Run chaos experiments using Chaos Mesh

We already discussed how to set Chaos Mesh in an environment and create a token to log in, we are discussing running Chaos experiments on a microservice application using Chaos Mesh. Chaos mesh supports various experiments like DNS Fault, Pod Fault, Stress Tests, and Network Attacks to test our environment or project. We can explore some of the experiments. Chaos Mesh supports both local and Kubernetes.

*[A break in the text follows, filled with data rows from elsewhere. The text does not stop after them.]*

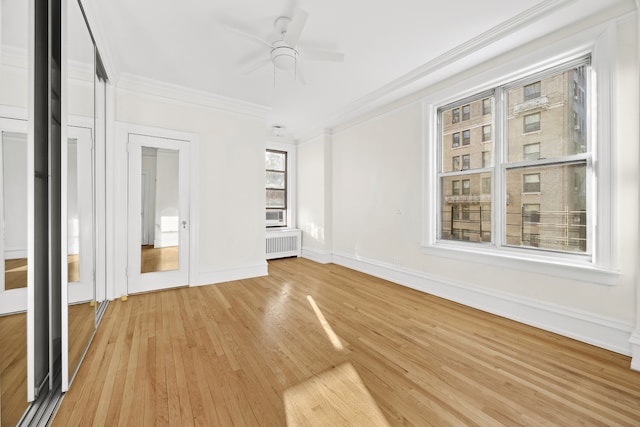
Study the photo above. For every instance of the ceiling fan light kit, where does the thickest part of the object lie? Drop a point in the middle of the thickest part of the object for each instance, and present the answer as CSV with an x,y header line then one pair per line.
x,y
283,56
284,53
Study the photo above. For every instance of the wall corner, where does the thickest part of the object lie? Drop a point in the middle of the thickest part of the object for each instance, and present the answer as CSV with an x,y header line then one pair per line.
x,y
634,342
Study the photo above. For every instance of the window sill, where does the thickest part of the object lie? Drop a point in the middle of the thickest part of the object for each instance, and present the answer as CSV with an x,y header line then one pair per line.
x,y
557,266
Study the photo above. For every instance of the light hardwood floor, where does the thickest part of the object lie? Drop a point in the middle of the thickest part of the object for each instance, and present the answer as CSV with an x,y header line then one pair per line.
x,y
13,368
325,345
15,273
158,259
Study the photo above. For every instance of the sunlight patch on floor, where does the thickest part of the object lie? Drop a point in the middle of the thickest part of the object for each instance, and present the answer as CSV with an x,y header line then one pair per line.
x,y
337,344
336,397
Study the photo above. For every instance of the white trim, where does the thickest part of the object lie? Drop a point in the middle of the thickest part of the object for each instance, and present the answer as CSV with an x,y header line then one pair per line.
x,y
610,334
31,301
601,269
101,42
13,113
318,255
229,274
634,342
181,95
120,202
292,179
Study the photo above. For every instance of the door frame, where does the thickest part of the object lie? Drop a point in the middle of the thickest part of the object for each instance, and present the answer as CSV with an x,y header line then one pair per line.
x,y
120,200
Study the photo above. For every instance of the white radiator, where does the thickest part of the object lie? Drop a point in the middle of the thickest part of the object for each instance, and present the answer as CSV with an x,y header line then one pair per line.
x,y
284,243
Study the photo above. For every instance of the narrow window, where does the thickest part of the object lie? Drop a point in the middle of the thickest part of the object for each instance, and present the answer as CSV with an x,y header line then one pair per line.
x,y
486,133
532,91
466,137
466,112
276,188
531,183
466,160
532,122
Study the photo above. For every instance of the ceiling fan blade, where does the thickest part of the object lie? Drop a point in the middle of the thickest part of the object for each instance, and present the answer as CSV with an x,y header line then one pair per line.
x,y
295,27
255,65
248,36
321,55
299,76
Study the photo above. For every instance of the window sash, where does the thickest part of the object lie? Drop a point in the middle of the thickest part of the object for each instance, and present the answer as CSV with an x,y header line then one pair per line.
x,y
501,164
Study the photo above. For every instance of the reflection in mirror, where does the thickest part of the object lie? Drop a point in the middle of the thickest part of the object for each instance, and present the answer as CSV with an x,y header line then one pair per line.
x,y
14,95
160,212
80,176
13,367
80,238
14,179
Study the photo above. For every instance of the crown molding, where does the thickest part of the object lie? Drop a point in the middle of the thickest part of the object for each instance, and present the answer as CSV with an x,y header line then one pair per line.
x,y
181,94
109,60
404,89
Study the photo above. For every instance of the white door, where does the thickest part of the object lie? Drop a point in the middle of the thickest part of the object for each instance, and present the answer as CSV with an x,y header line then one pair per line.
x,y
162,262
80,222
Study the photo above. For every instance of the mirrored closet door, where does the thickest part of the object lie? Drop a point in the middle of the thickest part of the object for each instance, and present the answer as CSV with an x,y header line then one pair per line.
x,y
14,191
83,154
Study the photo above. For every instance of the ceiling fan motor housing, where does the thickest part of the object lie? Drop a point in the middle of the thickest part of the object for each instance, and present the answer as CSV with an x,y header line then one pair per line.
x,y
283,56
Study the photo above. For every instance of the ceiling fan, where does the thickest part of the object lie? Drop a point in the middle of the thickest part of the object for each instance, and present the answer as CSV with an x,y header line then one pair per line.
x,y
284,52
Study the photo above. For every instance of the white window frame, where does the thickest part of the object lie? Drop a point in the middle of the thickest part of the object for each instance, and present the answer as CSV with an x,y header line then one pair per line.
x,y
291,150
601,266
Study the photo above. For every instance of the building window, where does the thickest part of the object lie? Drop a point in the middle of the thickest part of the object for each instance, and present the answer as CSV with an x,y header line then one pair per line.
x,y
531,183
466,137
486,159
532,122
455,188
486,185
486,106
531,213
486,133
466,112
466,160
532,91
455,140
466,186
455,115
531,151
455,163
465,212
521,171
276,188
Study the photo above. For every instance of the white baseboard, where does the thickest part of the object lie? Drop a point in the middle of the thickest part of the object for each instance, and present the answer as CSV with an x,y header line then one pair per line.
x,y
634,341
593,329
229,274
317,255
15,253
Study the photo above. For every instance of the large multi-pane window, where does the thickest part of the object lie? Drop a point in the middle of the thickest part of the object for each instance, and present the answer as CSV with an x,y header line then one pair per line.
x,y
276,188
542,202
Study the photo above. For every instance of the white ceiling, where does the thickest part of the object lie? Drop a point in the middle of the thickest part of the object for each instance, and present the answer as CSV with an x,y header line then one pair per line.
x,y
386,44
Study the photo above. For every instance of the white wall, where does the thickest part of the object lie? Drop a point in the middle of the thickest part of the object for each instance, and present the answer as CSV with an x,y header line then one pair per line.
x,y
231,232
14,169
377,196
314,197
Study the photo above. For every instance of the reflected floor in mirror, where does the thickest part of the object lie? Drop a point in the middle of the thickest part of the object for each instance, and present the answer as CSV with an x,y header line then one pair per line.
x,y
320,344
13,367
73,268
15,273
158,259
81,327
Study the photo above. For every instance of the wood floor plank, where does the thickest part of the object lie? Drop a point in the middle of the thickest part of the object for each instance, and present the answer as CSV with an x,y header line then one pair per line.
x,y
256,352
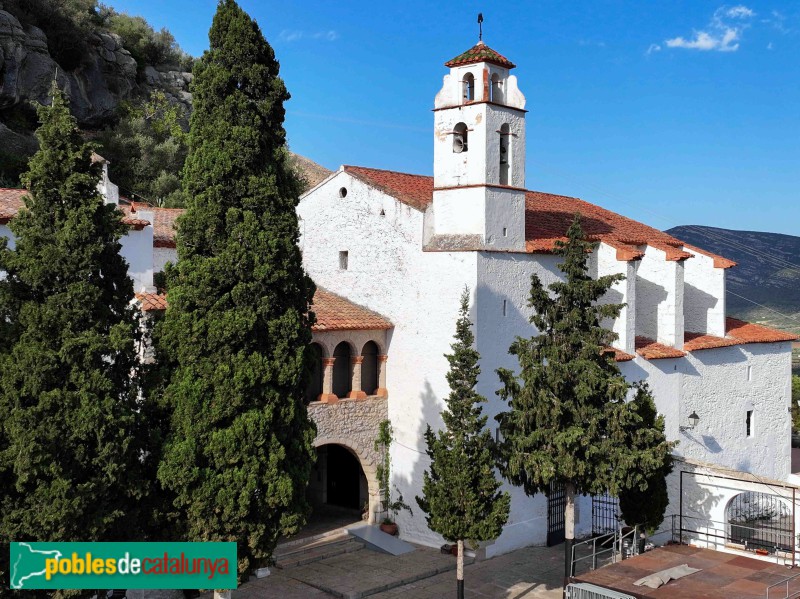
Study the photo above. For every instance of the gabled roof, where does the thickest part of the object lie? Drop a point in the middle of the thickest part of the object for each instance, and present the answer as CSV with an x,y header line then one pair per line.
x,y
11,202
547,218
480,52
333,312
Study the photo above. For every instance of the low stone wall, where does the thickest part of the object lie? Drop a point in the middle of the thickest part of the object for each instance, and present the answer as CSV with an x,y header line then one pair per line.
x,y
353,423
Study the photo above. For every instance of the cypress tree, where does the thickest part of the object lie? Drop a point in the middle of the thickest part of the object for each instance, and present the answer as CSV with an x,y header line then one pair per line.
x,y
237,331
70,418
569,422
461,495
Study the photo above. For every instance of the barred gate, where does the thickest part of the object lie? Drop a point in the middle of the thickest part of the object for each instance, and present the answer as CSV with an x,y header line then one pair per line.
x,y
605,514
556,504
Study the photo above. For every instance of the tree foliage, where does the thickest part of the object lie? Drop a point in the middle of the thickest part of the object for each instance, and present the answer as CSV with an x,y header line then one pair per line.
x,y
569,421
147,149
237,332
461,495
70,419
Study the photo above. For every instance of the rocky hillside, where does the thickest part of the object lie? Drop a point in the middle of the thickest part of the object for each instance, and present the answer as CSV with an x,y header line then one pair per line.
x,y
97,80
767,272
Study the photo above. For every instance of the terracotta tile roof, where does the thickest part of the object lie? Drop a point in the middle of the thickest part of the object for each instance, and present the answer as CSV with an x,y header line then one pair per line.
x,y
480,52
547,218
414,190
334,313
152,301
746,332
652,350
619,355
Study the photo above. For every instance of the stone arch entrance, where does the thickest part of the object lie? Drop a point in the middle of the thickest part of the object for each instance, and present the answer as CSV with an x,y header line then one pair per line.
x,y
343,477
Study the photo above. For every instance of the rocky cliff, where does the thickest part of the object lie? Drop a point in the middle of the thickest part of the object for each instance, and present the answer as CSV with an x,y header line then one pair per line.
x,y
106,76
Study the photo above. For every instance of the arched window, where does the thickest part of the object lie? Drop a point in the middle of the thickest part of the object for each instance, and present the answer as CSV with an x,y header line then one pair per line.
x,y
369,368
460,138
505,154
468,88
342,381
496,89
314,388
761,521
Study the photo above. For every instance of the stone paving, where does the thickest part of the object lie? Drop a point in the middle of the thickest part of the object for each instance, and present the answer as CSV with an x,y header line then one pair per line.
x,y
531,573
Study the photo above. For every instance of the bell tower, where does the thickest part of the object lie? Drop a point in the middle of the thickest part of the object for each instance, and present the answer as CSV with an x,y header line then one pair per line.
x,y
479,152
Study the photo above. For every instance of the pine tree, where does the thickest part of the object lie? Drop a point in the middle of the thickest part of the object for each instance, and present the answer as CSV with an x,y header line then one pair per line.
x,y
237,331
70,418
461,495
569,422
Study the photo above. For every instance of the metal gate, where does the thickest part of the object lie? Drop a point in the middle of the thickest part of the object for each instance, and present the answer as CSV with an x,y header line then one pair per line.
x,y
760,521
556,504
605,514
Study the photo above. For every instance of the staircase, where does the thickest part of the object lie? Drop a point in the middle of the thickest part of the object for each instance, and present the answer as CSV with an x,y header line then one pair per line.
x,y
314,549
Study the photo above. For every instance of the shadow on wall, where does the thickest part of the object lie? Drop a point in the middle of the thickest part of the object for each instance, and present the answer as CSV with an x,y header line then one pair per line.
x,y
696,306
649,296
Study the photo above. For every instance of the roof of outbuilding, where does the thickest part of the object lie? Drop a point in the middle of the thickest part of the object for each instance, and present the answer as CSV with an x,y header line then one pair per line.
x,y
547,218
333,312
480,52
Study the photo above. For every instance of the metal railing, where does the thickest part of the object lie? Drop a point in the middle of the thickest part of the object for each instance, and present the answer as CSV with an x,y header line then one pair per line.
x,y
613,543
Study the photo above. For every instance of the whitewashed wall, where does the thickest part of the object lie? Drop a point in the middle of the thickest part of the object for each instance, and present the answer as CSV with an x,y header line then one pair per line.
x,y
659,294
703,296
418,292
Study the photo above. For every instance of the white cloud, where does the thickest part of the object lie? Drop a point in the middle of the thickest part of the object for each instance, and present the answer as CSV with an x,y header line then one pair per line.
x,y
722,34
293,35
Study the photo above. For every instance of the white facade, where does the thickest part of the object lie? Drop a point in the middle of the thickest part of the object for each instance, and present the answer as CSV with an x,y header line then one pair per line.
x,y
410,261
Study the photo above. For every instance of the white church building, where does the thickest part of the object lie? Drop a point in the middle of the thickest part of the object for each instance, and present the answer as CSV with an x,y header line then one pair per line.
x,y
391,253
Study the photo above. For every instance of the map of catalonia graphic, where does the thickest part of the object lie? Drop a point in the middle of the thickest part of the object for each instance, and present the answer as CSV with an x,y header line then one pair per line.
x,y
29,564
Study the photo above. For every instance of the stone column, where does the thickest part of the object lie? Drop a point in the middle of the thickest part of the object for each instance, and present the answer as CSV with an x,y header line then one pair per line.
x,y
327,395
355,373
381,391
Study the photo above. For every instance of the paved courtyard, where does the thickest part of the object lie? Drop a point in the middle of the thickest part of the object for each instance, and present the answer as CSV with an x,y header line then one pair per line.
x,y
531,573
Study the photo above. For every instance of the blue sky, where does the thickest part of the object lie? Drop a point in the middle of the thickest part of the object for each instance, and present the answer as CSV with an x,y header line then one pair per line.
x,y
670,112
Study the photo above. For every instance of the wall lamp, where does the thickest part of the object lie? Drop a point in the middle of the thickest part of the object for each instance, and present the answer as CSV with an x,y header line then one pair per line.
x,y
693,420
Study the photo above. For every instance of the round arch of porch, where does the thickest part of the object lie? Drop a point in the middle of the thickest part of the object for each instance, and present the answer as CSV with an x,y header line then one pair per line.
x,y
367,465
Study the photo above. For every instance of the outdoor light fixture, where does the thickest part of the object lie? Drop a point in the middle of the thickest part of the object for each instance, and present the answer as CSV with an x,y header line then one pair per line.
x,y
693,420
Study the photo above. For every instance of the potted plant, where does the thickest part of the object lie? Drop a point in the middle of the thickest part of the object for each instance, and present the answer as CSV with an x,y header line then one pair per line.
x,y
389,507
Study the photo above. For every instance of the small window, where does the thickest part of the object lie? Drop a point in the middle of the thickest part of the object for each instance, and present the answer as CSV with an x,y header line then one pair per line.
x,y
505,154
460,133
496,89
468,88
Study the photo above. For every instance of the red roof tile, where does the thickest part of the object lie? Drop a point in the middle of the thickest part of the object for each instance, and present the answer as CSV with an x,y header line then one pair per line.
x,y
480,52
652,350
746,332
152,301
619,355
334,313
414,190
11,202
547,218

Chaos Mesh provides 3 major services

Workflow
Schedules
Experiments

Workflow

A Chaos workflow combines Chaos experiments and application status checks, facilitating complete Chaos engineering projects on the platform. These workflows allow a series of Chaos experiments, expanding the impact scope and failure types. Post-execution, easily monitor the application's status via Chaos Mesh, deciding on follow-up experiments

Schedules

Schedule multiple experiments to chaos the project and experiments will run for specific durations at set time intervals. Customize experiments for different microservices.

Experiments

Similar to scheduled experiments, this is a one-time experiment. You can reload or replicate the same experiment from a previously completed one.

Type Of Chaos experiments

The following the chaos experiments provided by Chaos Mesh

Pod Chaos : Simulates failures within Pods, including node restarts, persistent unavailability, and specific container failures.
Network Chaos : Simulates network issues like latency, packet loss, disorder, and network partitions.
DNS Chaos : Creates DNS failure scenarios like domain name parsing issues and incorrect IP address returns.
HTTP Chaos : Simulates HTTP communication failures, such as HTTP communication latency.
Stress Chaos : Simulates CPU race or memory race.
IO Chaos : Simulates application file I/O failures, including delays, read, and write failures.
Time Chaos : Simulates time jumps or time-related exceptions.
Kernel Chaos : Simulates kernel failures, like application memory allocation exceptions.
AWS Chaos : Replicates AWS platform issues, like node restarts within AWS infrastructure.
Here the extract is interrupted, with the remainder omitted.